The Department of Community Development interprets/enforces California Building Codes for privately owned buildings and structures including commercial and residential new buildings, alterations, additions and/or repairs within Sacramento County’s unincorporated area, investigates housing, zoning and vehicle abatement laws in the unincorporated Sacramento County, performs County Surveyor functions, and oversees most aspects of local land use planning in the unincorporated area of Sacramento County.
The Department of Water Resources provides drainage, flood control and water supply services to various service areas of unincorporated Sacramento County and the Cities of Citrus Heights, Elk Grove and Rancho Cordova.
The Sacramento County Code is the codified law of the County in the form of ordinances passed by the Board of Supervisors. Every act prohibited or declared unlawful, and every failure to perform an act required, by the ordinances are misdemeanor crimes, unless otherwise specified as infractions.
The current charter was proposed by the Sacramento County Board of Freeholders and ratified by the electorate on February 18, 1933 and became effective July 1, 1933.
The Sacramento County Superior Court, which covers the entire county, is not a County department but a division of the State's trial court system. Historically, the courthouses were county-owned buildings that were maintained at county expense, which created significant friction since the trial court judges, as officials of the state government, had to lobby the county Board of Supervisors for facility renovations and upgrades. In turn, the state judiciary successfully persuaded the state Legislature to authorize the transfer of all courthouses to the state government in 2008 and 2009 (so that judges would have direct control over their own courthouses). Courthouse security is still provided by the county government under a contract with the state.

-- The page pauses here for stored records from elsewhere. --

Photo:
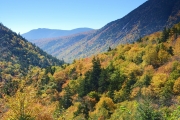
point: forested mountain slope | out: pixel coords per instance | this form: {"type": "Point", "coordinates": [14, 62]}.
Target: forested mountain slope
{"type": "Point", "coordinates": [17, 55]}
{"type": "Point", "coordinates": [150, 17]}
{"type": "Point", "coordinates": [44, 33]}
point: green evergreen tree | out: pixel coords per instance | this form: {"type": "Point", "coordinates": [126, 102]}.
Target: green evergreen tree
{"type": "Point", "coordinates": [95, 74]}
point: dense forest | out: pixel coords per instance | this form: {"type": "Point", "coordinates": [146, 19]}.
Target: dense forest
{"type": "Point", "coordinates": [138, 81]}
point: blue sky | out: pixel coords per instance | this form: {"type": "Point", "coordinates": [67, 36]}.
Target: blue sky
{"type": "Point", "coordinates": [24, 15]}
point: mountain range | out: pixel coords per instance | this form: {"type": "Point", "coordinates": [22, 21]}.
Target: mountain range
{"type": "Point", "coordinates": [17, 54]}
{"type": "Point", "coordinates": [41, 33]}
{"type": "Point", "coordinates": [152, 16]}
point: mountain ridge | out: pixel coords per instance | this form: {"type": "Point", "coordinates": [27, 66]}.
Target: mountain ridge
{"type": "Point", "coordinates": [41, 33]}
{"type": "Point", "coordinates": [152, 16]}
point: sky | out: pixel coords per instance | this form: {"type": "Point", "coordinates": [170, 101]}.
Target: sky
{"type": "Point", "coordinates": [22, 16]}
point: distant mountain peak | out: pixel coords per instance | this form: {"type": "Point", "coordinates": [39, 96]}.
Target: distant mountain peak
{"type": "Point", "coordinates": [41, 33]}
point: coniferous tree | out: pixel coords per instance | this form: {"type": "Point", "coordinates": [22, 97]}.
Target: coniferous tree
{"type": "Point", "coordinates": [95, 74]}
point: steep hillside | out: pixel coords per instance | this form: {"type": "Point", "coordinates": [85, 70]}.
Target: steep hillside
{"type": "Point", "coordinates": [152, 16]}
{"type": "Point", "coordinates": [138, 81]}
{"type": "Point", "coordinates": [41, 33]}
{"type": "Point", "coordinates": [17, 54]}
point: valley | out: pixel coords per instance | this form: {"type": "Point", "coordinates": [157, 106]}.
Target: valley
{"type": "Point", "coordinates": [127, 70]}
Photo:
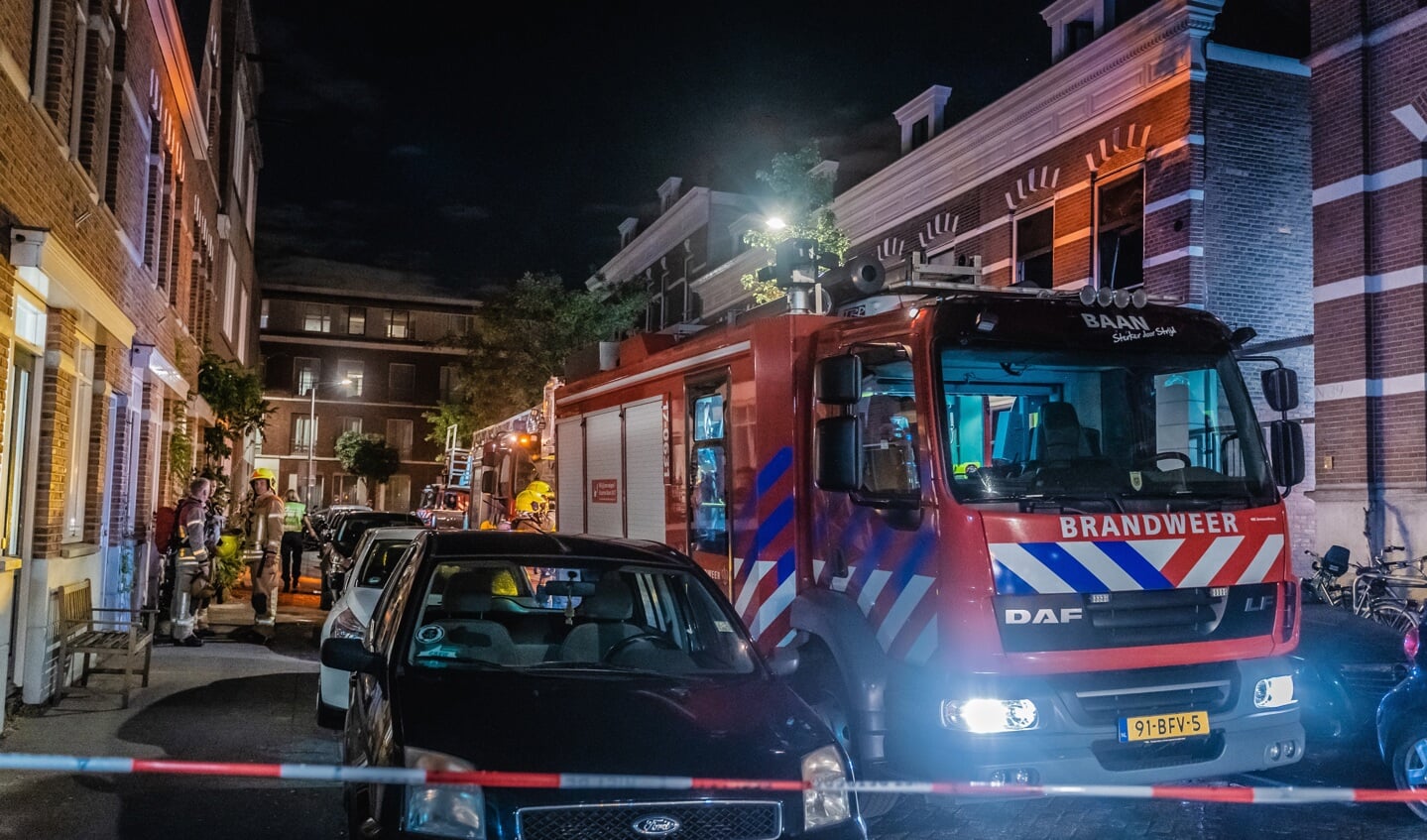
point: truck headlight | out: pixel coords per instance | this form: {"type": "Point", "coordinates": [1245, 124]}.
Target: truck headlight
{"type": "Point", "coordinates": [345, 625]}
{"type": "Point", "coordinates": [985, 715]}
{"type": "Point", "coordinates": [442, 810]}
{"type": "Point", "coordinates": [1273, 692]}
{"type": "Point", "coordinates": [825, 806]}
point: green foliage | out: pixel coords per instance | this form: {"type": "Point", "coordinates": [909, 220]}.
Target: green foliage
{"type": "Point", "coordinates": [367, 456]}
{"type": "Point", "coordinates": [236, 397]}
{"type": "Point", "coordinates": [803, 201]}
{"type": "Point", "coordinates": [521, 339]}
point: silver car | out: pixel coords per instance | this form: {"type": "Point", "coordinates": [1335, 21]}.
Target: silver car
{"type": "Point", "coordinates": [376, 555]}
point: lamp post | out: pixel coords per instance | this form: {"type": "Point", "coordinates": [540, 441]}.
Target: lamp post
{"type": "Point", "coordinates": [311, 433]}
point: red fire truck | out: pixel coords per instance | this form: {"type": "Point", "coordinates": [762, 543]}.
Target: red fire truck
{"type": "Point", "coordinates": [1013, 535]}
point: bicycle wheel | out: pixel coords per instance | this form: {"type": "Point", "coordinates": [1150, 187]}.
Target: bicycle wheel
{"type": "Point", "coordinates": [1393, 615]}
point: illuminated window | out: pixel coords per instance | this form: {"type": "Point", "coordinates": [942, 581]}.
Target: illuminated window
{"type": "Point", "coordinates": [317, 318]}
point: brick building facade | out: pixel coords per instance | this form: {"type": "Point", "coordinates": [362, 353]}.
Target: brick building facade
{"type": "Point", "coordinates": [1147, 155]}
{"type": "Point", "coordinates": [354, 348]}
{"type": "Point", "coordinates": [1370, 215]}
{"type": "Point", "coordinates": [126, 254]}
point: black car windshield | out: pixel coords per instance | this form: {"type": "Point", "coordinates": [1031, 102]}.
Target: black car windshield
{"type": "Point", "coordinates": [582, 615]}
{"type": "Point", "coordinates": [380, 559]}
{"type": "Point", "coordinates": [1101, 429]}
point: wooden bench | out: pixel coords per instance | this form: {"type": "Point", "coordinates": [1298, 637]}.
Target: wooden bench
{"type": "Point", "coordinates": [120, 641]}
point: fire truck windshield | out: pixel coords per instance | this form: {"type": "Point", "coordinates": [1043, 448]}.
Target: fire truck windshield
{"type": "Point", "coordinates": [1101, 429]}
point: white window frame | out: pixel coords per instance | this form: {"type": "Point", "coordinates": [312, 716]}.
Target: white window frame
{"type": "Point", "coordinates": [80, 425]}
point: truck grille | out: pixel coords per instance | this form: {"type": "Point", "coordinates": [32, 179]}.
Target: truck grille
{"type": "Point", "coordinates": [1101, 699]}
{"type": "Point", "coordinates": [696, 820]}
{"type": "Point", "coordinates": [1131, 619]}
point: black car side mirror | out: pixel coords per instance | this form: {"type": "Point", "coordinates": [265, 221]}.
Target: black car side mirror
{"type": "Point", "coordinates": [351, 655]}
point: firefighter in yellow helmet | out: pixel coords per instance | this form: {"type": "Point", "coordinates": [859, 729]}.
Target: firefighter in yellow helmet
{"type": "Point", "coordinates": [533, 507]}
{"type": "Point", "coordinates": [266, 540]}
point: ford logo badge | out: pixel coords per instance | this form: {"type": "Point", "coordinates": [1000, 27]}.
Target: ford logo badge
{"type": "Point", "coordinates": [655, 826]}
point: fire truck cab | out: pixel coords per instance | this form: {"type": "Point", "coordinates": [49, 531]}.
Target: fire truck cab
{"type": "Point", "coordinates": [1014, 537]}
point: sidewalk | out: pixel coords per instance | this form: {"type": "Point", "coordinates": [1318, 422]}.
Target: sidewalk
{"type": "Point", "coordinates": [224, 702]}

The government of Sacramento operates as a charter city (as opposed to a general law city) under the Charter of the City of Sacramento. The elected government is composed of the Sacramento City Council with 15 city council districts and the Mayor of Sacramento, which operate under a mayor-council government. In addition, there are numerous departments and appointed officers such as the City Manager, Sacramento Police Department (SPD), the Sacramento Fire Department (SFD), Community Development Department, City Clerk, City Attorney, and City Treasurer. As of 11 December 2012 the current mayor was Kevin Johnson and the current councillors were:
- Angelique Ashby—District 1, Vice Mayor
- Allen Warren—District 2
- Steve Cohn—District 3
- Steve Hansen—District 4
- Jay Schenirer—District 5
- Kevin McCarty—District 6
- Darrell Fong—District 7
- Bonnie Pannell—District 8
The Sacramento Regional Transit District (RT) is responsible for public transportation and is governed by an eleven-member Board of Directors composed of members of the Sacramento, Elk Grove, Citrus Heights, Rancho Cordova, and Folsom City Councils as well as members of the Sacramento County Board of Supervisors.
Electricity for the county is provided by the Sacramento Municipal Utility District. The district is governed by a seven-member Board of Directors, and each member is elected by residents in a "ward" or constituency for four-year terms.